Non loin de Manhattan, des couleurs et des senteurs rappellent le bled

Non loin de Manhattan, des couleurs et des senteurs rappellent le bled

mardi, 21 juin, 2016 à 11:37

 Par Aziz Rami

 New York- Non loin de Manhattan, à quelques encablures de ce coeur battant de New York, plusieurs échoppes et commerces étalent des menus “spécial Ramadan” avec des couleurs et des senteurs de mets traditionnels et de produits alimentaires et vestimentaires qui s’affichent tel un clin d’oeil de l’outre-Atlantique.

   Sur la célèbre avenue de Steinway dans le quartier Astoria, le commerce de Mohamed T. ne désemplit pas. Ce vendeur originaire de Tanger, qui a passé les 25 dernières années dans le pays de l’Oncle Sam, a décidé de transformer son magasin en une sorte de vitrine offrant toute sorte d’aliments “ramadanesques”.

   Chebbakiya, briouates ou mlawi de multiples formes et tailles, le commerce n’a franchement rien à envier à une échoppe d’une quelconque ancienne médina au Maroc. Et l’ambiance y est aussi, une douce musique andalouse nostalgique dans l’arrière plan se perd dans les commandes multilingues d’une clientèle internationale.

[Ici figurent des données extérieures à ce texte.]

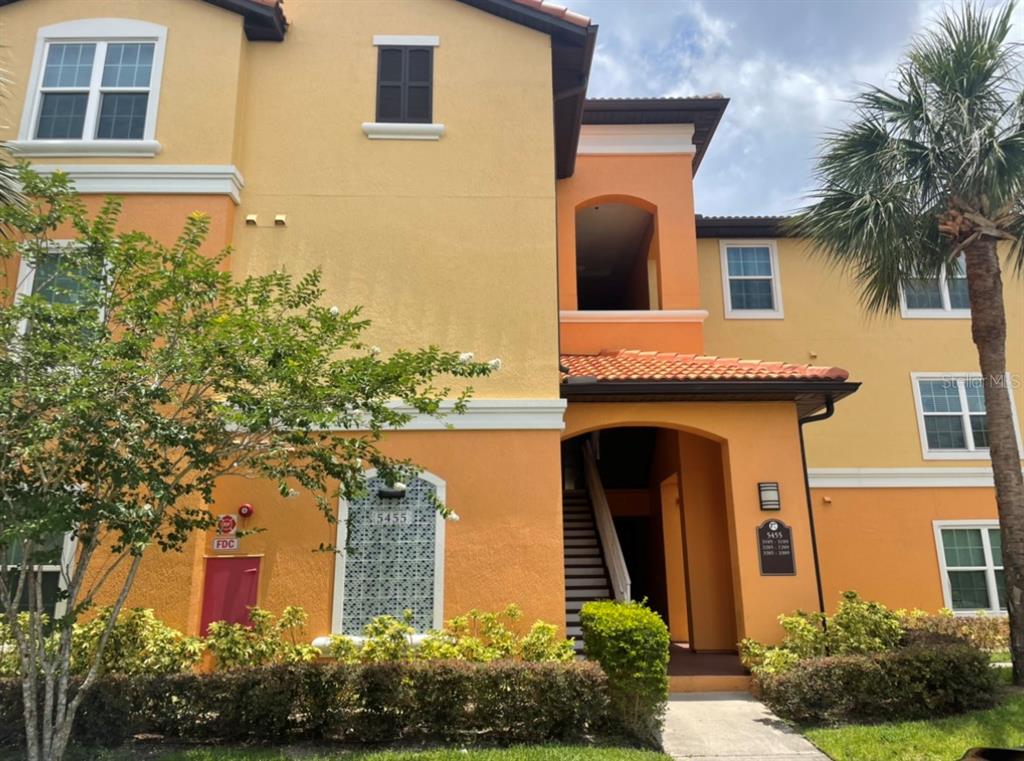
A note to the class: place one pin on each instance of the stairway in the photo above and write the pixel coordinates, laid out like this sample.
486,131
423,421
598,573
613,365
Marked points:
586,575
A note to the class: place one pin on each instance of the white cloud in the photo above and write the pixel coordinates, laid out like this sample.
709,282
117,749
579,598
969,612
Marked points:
788,69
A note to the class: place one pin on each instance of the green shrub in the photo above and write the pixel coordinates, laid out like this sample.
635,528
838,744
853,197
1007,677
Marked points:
913,682
139,643
857,627
500,702
989,633
476,636
266,641
631,643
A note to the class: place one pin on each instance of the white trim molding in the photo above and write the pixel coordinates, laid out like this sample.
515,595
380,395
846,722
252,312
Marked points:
972,452
900,477
338,598
99,32
88,149
482,415
408,40
597,139
198,179
402,131
776,281
633,315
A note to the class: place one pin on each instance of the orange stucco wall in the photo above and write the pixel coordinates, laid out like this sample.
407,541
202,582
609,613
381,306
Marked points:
881,542
759,442
663,185
507,546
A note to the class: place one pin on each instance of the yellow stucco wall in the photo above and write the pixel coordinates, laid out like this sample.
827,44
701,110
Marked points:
825,325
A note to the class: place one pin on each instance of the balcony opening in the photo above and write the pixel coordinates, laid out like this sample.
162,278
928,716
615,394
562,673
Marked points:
616,257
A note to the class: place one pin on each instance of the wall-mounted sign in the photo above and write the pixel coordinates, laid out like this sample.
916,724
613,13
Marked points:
227,524
775,549
226,544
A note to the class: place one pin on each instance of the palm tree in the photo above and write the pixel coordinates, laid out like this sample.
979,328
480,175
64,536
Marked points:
929,172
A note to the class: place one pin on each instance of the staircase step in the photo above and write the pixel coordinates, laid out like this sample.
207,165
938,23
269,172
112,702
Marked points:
584,562
580,542
586,593
574,571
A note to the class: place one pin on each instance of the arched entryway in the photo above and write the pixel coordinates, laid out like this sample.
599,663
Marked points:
665,490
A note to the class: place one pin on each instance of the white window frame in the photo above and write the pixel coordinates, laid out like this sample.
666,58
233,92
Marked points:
99,32
967,454
338,601
776,281
989,567
946,312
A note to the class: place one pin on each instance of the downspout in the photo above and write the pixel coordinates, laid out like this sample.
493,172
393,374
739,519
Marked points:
829,411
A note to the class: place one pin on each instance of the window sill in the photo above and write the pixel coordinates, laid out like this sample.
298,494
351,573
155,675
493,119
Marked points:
84,148
402,131
936,313
753,314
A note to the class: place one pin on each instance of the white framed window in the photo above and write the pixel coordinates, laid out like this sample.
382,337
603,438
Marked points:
751,284
951,416
94,89
971,562
942,297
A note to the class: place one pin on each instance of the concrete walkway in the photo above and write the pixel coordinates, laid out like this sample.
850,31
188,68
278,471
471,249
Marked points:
730,726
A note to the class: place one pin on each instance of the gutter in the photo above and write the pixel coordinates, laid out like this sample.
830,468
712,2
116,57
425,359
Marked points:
828,412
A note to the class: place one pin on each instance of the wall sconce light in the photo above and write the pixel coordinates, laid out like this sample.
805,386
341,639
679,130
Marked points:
768,494
395,492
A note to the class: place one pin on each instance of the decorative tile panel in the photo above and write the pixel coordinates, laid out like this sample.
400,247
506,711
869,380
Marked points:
390,560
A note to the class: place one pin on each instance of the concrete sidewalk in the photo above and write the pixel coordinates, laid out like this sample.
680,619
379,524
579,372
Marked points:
730,726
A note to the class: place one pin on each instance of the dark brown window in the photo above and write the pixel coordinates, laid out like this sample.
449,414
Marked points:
404,84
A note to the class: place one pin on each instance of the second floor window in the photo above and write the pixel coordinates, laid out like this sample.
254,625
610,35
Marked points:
944,296
95,90
404,84
751,280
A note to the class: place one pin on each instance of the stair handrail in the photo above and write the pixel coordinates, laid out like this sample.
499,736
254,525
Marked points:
612,550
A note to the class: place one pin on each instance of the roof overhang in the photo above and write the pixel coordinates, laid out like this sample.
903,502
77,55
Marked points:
753,226
261,20
704,113
809,396
571,52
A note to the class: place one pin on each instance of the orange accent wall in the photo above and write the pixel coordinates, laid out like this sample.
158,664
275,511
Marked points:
663,185
881,542
758,441
507,547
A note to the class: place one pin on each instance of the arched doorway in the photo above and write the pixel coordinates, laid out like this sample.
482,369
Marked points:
615,256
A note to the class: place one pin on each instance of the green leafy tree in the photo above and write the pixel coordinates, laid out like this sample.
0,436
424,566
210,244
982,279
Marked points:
930,173
133,378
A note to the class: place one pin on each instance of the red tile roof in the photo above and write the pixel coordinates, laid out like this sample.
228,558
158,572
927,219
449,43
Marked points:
631,365
559,11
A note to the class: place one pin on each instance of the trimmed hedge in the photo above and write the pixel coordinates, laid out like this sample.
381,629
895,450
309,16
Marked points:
631,642
914,682
499,702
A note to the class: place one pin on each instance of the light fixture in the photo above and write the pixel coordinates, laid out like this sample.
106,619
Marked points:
395,492
768,494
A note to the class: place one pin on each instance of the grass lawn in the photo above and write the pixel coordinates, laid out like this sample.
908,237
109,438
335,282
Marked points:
300,753
938,740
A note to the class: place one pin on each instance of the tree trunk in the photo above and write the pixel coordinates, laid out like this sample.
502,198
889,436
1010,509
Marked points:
988,329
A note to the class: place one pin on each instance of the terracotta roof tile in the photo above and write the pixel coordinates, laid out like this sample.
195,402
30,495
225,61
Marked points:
558,11
631,365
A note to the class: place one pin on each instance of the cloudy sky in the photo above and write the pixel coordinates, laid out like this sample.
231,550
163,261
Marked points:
788,67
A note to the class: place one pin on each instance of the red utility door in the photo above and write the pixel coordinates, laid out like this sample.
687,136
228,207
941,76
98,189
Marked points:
229,590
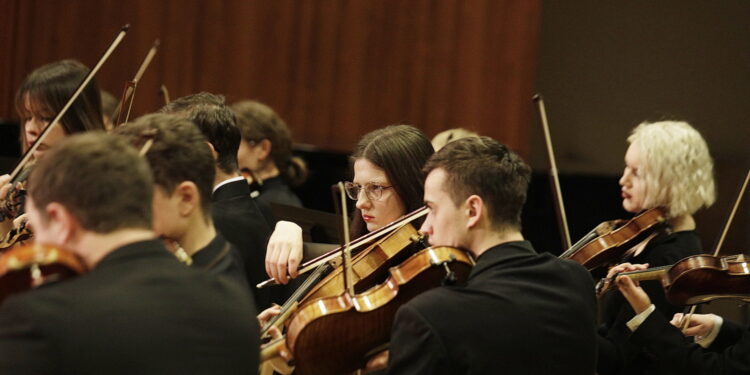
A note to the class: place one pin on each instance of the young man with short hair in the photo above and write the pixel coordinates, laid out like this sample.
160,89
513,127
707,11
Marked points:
138,310
240,219
520,311
183,172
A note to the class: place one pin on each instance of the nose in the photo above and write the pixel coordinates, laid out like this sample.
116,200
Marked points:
362,200
624,179
426,227
32,132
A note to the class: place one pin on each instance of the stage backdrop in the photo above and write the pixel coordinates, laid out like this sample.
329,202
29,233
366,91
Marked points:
334,69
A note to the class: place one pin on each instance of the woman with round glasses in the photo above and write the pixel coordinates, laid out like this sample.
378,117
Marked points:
388,183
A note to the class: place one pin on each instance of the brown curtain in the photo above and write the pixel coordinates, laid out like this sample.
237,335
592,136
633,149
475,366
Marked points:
334,69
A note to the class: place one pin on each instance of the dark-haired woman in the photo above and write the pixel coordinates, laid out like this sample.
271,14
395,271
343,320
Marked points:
266,151
388,183
42,94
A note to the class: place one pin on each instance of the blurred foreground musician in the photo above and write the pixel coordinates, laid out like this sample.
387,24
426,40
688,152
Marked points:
520,311
138,310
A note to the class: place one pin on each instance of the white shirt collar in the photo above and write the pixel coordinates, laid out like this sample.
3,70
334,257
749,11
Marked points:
233,179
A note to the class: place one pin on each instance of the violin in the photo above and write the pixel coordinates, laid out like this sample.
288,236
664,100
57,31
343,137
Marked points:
27,267
337,334
612,241
14,203
696,279
369,266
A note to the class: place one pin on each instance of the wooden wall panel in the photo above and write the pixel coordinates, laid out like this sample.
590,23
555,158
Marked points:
334,69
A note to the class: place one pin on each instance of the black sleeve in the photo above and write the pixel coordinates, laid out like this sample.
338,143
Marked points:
415,348
666,342
23,349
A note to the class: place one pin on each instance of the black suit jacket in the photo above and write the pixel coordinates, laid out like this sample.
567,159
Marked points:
728,354
519,313
616,354
221,258
242,222
139,311
275,190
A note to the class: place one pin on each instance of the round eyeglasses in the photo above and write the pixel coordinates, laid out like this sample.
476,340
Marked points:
373,192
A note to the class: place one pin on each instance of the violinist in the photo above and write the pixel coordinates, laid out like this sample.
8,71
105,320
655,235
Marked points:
183,172
723,347
520,311
42,94
266,151
388,183
667,165
138,310
239,218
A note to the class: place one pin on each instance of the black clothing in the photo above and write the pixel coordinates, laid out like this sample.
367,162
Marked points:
275,190
240,220
139,311
220,257
728,354
519,313
616,355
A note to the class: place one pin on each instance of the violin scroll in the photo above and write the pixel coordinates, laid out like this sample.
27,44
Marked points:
28,267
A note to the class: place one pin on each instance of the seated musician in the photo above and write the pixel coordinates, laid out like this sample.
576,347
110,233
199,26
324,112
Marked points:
266,151
727,345
138,310
238,217
520,311
667,165
183,176
42,94
388,183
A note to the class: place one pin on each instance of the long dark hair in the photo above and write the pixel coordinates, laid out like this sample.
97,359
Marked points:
401,151
50,86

   A l’approche de l’heure de l’Iftar (20h30), l’activité monte d’un cran. Astoria abritant une forte communauté de Marocains, en majorité célibataires, des jeunes convergent de tous bords pour s’approvisionner en ces aliments – sine qua non diront certains – pour recréer une rupture du jeûne dans une atmosphère le plus proche possible de celle du bled.

   Et ce ne sont pas que les Marocains qui raffolent de ces “chhiouate” du mois béni. Yamina, une quinquagénaire mère de famille tunisienne s’approvisionne régulièrement de chez Mohamed depuis qu’elle a déménagé dans cette région en 2011. “À la maison, on a l’impression que la table du ftour est amputée si les briouates aux amendes ne sont pas de la partie”, dit-t-elle, ajoutant qu’elle préfère en acheter en petites quantités “fraîchement cuites”.

   Mais l’équation d’une table de ftour complète ne peut donner de résultat probant sans la fameuse harira. Abdellah, en commerçant rusé qui sait bien flairer le bon filon, l’a bien compris. Il a vite transformé – en fait pour la sixième année de suite – sa camionnette-restaurant en une réelle unité de production de la soupe marocaine.

   Et il ne cache pas son bonheur. “La première année, j’ai galéré et j’étais sur le point de jeter l’éponge, mais j’avais la certitude que ça doit marcher. Tous les indices économico-socio-culturels le prédisaient”, dit-il d’un air entrain. Les yeux dans sa grande marmite dans laquelle il remue continuellement sa potion rougeâtre, il ajoute, triomphal: “J’ai persévéré et ça a payé”.

   Au fil des Ramadans, la camionnette prenait solidement sa place dans le paysage ramadanesque d’Astoria. Aujourd’hui, elle a clairement le vent en poupe. “Des dizaines de familles sont devenues des clients réguliers auxquelles s’ajoutent d’autres personnes et familles chaque année”, lance-t-il fier de son exploit tant culinaire que commercial.

   Ici aussi, tous les clients ne sont pas marocains. Yousri, un Egyptien de 35 ans, dit que depuis qu’un ami l’a “initié” à la harira, “j’en suis devenu un grand fan, et j’en consomme sans modération pendant le Ramadan”.

   De l’autre côté de la rue, Youssef, El Marrakechi de son surnom, étale des dizaines d’étoffes de toutes couleurs et qualités, mais aussi des habits traditionnels, notamment des Jellabas pour hommes et des tuniques longues pour femmes venus directement de la cité ocre.

   “Pendant le Ramadan, les ventes de ces habits traditionnels acquis surtout pour accomplir la prière, montent en flèche”, révèle Youssef, ajoutant que des clients, tous âges et nationalités confondus, raffolent de ces vêtements qu’ils mettent lors des tarawih quotidiennes, “mais aussi pour conférer un air vestimentaire à cette période si spéciale”.

   A quelques minutes du ftour, d’autres musulmans, dont des Marocains, encerclent une demi-douzaine de tables richement garnies dans le Masjid Al Imame d’à côté pour rompre collectivement le jeûne après une journée laborieuse, chaude, humide et longue au cours de laquelle le jeûne a duré quelques 17 heures.